Au chapitre des dépenses, le fonds prend en charge les dépenses d’assistance, de prise en charge et de sauvegarde sanitaire, psychologique et sociale des victimes de la traite des personnes, le financement des programmes de prise en charge et de réinsertion des victimes ;
la contribution au financement des activités et des plans nationaux destinés aux victimes, mis en œuvre par l’État et les instances compétentes, et le financement du retour volontaire et sécurisé des victimes étrangères vers leur pays d’origine ou de résidence, ainsi que la réinsertion des victimes algériennes.
Le décret précise enfin que les quotes-parts prélevées au profit de ce fonds sur les sommes confisquées et sur le produit de la vente des moyens utilisés pour commettre ces crimes sont fixées par arrêté conjoint du ministre de la Justice, garde des Sceaux, et du ministre chargé des Finances.
Un dispositif complet
Après la ratification de la Convention de Palerme en 2002, l’Algérie a procédé à l’adaptation de son arsenal juridique aux dispositions de ladite convention, en instaurant un système juridique et institutionnel intégré pour lutter contre le crime de la traite des êtres humains.
Cela s’est traduit par la promulgation de la loi 23-04 du 7 mai 2023, qui a consacré des mesures strictes de détection et de lutte contre ce crime, ainsi qu’une coordination entre les différentes parties concernées. Elle vise également à renforcer les capacités des acteurs en matière de détection précoce, de protection des victimes et de poursuites judiciaires dissuasives contre les auteurs.

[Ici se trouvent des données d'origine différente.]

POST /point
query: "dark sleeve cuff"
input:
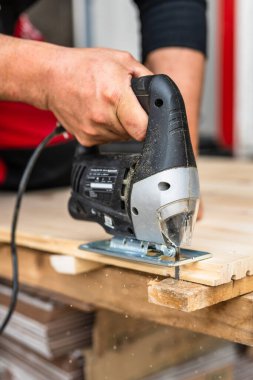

Le législateur a poursuivi la structuration du dispositif national à travers le décret exécutif n° 26-14 du 7 janvier 2026, fixant le mécanisme national de prise en charge des victimes de la traite des personnes.
Ce décret marque une étape décisive, en ce qu’il ne se limite pas à la répression pénale de l’infraction, mais consacre une approche globale centrée sur la victime, depuis sa détection jusqu’à sa réinsertion sociale ou son retour volontaire.